The massive Avengers-centric cinematic universe created by Marvel Studios is all the rage right now. Yet while parent company Disney’s recent buyout of 20th Century Fox has guaranteed that certain licensed titles, like the X-Men and Fantastic Four properties, will soon be popping up in the MCU, the former rival studio once entertained plans for its own massive team-up film. At least, that’s according to X-Men: First Class co-writer Zack Stentz, who admitted as much on Kevin Smith‘s Fatman Beyond podcast.
Back in 2011, Marvel’s Captain America: The First Avenger was in theaters paving the way for 2012’s The Avengers. Fox, meanwhile, had released First Class and was still a few years away from figuring out its Fantastic Four reboot.
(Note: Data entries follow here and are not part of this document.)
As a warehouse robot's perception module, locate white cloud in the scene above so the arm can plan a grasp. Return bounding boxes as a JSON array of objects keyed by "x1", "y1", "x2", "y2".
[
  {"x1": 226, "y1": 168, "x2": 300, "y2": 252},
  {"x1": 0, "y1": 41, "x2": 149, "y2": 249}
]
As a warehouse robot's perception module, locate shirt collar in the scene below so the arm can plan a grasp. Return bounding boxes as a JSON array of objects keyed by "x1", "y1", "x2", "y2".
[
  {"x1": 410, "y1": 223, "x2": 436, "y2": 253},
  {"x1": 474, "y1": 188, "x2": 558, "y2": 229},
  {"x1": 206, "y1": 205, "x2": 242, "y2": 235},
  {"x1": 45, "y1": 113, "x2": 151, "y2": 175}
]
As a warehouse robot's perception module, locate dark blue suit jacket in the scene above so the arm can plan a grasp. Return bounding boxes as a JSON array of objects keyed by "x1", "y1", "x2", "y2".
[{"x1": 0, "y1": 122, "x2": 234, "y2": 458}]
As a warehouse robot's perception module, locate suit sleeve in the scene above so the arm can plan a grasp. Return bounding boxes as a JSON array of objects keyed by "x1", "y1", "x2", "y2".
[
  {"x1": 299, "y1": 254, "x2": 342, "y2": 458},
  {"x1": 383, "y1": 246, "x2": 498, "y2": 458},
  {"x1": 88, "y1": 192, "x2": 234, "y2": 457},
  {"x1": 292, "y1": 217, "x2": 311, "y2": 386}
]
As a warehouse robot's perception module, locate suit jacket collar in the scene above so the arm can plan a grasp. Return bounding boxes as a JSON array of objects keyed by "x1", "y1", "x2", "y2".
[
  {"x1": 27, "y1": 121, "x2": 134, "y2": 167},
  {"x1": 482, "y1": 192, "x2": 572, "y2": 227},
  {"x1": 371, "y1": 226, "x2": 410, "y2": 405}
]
All the while, Stentz claimed, the studio — which hadn’t made a Deadpool film yet and still owned the rights to Daredevil — was itching for its own tentpole:
“My ex-partner and I, when we were working at Fox and we were working on X-Men: First Class, we did a secret movie for them that, I can’t tell you what the plot was, but I can tell you that it used all of the characters, all of the Marvel characters that Fox had at the time in 2011. It used the X-Men. It used the Fantastic Four. It used Daredevil. It used Deadpool. Daredevil was still at Fox at the time.”
The writers ultimately finished the commissioned script, but the film ultimately never came to be, which is a shame since Jason Bourne director Paul Greengrass was in the running to direct it. “We almost had Paul Greengrass directing it, which would’ve been so cool,” added Stentz. Unfortunately, it never happened because “he had another project to do instead.”